In May 1915, Italy joined the Allies and attacked Austria-Hungary. The bloody battle on the Italian Front would last for the next three-and-a-half years. It was only on this front that the Austrians proved effective in war, holding back the numerically superior Italian troops in the Alps.
Germany
The states of Germany, Austria-Hungary, the Ottoman Empire and Bulgaria, which fought against the Allies, were called the Central Powers because they were all located between the Russian Empire in the east and France and the U.K. in the west.
The war began on August 3, 1914 when Germany declared war on France, saying that France had infringed upon Germany’s territory. The day after this declaration of war Germany moved soldiers into Belgium. The Belgians resisted, but three days later the Germans captured the stronghold of Liege and Belgium fell. By August 18, the German army had overrun all of Belgium and was gathering on the French border to begin the offensive. Two days later the attack began, and the French were almost immediately driven out of Lorraine.
The Ottoman Empire
The war caused the disintegration of four empires: the Austro-Hungarian, the German, the Ottoman and the Russian. Germany lost its colonial empire and states such as Czechoslovakia, Estonia, Finland, Latvia, Lithuania, Poland and Yugoslavia gained independence.
The cost of waging the war set the stage for the breakup of the British Empire as well and left France devastated for more than a generation.

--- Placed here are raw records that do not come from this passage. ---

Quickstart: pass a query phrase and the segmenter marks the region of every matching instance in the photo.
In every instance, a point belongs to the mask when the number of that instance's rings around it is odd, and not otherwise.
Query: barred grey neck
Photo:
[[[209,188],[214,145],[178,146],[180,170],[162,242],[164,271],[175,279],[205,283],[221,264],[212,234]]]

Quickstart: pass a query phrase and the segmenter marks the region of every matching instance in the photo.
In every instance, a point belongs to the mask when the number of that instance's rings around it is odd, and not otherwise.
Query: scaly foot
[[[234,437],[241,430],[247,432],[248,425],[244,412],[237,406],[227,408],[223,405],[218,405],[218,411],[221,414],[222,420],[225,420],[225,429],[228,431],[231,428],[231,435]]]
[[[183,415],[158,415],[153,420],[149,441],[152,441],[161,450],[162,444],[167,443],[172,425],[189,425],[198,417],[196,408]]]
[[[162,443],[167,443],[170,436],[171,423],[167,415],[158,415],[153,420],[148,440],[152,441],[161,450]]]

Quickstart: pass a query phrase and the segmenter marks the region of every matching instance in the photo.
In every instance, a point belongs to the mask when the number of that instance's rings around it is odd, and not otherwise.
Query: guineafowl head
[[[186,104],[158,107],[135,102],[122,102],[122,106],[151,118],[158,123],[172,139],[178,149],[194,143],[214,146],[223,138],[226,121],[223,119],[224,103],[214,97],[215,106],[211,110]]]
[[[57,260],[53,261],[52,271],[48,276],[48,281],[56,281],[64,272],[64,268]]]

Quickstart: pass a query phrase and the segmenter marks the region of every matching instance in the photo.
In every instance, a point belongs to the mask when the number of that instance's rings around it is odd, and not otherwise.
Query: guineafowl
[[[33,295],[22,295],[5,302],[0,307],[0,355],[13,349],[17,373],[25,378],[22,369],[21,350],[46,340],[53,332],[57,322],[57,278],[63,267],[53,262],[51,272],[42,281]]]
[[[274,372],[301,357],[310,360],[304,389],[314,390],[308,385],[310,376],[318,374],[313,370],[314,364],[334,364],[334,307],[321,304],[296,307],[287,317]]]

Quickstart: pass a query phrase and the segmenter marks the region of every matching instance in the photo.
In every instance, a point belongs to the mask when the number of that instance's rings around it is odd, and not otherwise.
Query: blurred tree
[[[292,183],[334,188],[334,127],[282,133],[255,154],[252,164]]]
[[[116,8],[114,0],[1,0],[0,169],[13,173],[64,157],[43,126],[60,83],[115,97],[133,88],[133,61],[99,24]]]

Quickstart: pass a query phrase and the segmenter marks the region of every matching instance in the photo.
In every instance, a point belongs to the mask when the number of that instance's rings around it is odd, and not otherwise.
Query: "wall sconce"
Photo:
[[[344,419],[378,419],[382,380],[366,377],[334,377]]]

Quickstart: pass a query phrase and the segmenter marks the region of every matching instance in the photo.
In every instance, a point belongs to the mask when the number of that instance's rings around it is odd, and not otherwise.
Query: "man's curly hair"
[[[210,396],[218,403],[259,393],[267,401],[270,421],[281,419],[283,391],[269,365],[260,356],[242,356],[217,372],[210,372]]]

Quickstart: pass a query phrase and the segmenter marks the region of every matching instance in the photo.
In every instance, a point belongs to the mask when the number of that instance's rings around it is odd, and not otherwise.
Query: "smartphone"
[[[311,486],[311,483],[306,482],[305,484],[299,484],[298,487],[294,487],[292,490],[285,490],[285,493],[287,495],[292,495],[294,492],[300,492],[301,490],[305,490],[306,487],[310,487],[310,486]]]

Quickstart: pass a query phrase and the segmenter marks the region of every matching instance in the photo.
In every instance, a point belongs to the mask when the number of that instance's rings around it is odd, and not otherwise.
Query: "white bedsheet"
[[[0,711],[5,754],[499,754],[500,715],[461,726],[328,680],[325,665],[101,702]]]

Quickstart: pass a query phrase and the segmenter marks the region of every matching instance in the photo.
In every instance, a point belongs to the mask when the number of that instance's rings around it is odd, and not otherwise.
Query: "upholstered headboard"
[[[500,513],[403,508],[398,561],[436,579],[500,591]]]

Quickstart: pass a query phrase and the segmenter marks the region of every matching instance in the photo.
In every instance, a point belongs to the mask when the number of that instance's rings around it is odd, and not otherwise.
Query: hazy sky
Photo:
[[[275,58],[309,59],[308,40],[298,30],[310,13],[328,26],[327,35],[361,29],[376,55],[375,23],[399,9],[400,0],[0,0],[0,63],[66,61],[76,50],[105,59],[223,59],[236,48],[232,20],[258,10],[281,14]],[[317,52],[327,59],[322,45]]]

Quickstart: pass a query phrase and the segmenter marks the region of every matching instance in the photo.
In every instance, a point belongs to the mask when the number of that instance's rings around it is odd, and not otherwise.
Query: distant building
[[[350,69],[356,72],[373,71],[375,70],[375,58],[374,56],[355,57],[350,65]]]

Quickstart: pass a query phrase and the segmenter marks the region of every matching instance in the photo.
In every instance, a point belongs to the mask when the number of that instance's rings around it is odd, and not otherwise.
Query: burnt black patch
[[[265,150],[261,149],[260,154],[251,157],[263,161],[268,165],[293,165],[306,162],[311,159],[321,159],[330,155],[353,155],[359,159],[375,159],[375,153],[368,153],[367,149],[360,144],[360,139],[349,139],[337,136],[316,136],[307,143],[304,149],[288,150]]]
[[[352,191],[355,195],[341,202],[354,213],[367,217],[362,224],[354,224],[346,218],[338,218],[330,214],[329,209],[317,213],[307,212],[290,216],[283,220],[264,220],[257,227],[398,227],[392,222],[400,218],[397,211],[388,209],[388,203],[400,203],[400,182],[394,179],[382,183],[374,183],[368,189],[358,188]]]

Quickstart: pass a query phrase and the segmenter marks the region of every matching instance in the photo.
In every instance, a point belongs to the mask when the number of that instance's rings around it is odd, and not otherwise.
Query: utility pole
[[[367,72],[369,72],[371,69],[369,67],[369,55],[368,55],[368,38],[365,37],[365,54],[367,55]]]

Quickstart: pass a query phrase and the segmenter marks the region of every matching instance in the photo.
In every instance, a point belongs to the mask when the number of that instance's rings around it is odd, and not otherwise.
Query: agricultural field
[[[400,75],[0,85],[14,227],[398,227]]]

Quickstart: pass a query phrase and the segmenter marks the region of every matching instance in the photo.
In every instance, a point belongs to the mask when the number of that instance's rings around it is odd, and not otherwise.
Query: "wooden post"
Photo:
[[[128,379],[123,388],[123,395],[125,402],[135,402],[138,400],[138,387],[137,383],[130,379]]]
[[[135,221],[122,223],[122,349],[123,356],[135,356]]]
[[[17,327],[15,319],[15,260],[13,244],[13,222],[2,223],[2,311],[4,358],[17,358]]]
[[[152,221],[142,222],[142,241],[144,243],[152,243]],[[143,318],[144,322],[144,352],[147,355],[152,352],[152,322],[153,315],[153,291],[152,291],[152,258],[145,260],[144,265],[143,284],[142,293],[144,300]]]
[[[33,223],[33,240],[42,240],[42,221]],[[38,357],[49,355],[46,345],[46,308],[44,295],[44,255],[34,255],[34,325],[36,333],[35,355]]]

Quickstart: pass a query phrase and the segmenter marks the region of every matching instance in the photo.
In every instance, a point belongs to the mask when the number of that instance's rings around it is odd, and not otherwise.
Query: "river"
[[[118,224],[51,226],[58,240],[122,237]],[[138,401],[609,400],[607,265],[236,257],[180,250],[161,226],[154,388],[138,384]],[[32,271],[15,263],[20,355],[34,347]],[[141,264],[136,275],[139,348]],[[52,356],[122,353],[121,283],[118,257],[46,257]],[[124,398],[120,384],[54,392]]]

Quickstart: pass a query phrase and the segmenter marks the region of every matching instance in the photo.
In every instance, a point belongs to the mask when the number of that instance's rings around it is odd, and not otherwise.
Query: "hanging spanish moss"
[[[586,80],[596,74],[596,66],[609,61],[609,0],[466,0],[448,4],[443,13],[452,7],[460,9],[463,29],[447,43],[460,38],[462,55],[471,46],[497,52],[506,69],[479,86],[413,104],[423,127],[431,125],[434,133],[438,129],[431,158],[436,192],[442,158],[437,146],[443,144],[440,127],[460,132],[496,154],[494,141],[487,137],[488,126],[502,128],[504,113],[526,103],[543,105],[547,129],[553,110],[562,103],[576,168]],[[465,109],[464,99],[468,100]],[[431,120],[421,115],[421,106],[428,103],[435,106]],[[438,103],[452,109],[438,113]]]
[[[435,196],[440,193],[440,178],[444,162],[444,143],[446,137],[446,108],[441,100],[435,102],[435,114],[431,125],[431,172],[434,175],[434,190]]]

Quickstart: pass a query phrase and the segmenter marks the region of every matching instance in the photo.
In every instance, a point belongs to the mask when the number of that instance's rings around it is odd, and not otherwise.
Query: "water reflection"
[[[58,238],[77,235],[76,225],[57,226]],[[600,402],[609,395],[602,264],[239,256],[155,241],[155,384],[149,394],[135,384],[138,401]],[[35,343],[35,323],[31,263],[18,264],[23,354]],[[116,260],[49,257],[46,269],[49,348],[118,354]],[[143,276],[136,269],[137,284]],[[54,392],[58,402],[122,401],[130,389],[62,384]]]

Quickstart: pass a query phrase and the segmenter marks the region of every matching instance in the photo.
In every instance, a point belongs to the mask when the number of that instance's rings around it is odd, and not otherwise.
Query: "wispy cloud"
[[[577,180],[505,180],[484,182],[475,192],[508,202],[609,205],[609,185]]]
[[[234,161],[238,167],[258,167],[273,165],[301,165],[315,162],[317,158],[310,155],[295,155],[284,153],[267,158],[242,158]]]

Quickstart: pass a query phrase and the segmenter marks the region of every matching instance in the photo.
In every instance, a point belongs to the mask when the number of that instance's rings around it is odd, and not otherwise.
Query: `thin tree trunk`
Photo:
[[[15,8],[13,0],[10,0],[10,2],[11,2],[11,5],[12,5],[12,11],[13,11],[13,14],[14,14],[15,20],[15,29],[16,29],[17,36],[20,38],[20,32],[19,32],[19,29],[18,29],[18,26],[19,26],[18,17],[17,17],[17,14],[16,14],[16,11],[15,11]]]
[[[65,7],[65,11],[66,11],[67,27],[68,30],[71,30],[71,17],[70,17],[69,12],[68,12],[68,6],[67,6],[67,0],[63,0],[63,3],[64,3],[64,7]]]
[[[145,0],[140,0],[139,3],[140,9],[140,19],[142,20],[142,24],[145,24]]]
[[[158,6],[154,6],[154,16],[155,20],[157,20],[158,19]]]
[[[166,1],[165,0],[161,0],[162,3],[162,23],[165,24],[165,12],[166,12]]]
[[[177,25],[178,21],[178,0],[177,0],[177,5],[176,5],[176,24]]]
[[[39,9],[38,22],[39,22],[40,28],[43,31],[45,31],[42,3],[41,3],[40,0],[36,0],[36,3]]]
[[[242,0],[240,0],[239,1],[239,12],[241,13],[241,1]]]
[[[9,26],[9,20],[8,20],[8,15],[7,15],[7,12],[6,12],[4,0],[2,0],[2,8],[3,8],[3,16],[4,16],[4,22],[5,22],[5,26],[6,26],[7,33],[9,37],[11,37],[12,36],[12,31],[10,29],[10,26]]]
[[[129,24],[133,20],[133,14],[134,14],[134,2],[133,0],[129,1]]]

The Ottoman Empire (also known as the Turkish Empire or Turkey) took part in the Middle Eastern theatre of World War I, under the terms of the Ottoman-German Alliance. The alliance was established between the Ottoman Empire and the German Empire on August 2, 1914. It was this binding alliance that ultimately led the Ottoman Empire to join the Central Powers.
Bulgaria
Both Germany and the Allies, hoping for an ally in the Balkans had secretly wooed Bulgaria. But Bulgaria decided in favour of the Germans and declared war on Serbia on October 11, 1915, hoping to annex the Serbian province of Macedonia. By October 21, Bulgarian troops had taken the Macedonian capital of Skopje, and had made contact with French forces on the Salonika Front. Three days later, the Bulgarian army had driven a wedge between the Allied forces in Greece and the Serbian army they were trying to reach.
World War I marked the end of the world order which had existed since the Napoleonic Wars, and later played an important part in the outbreak of World War II.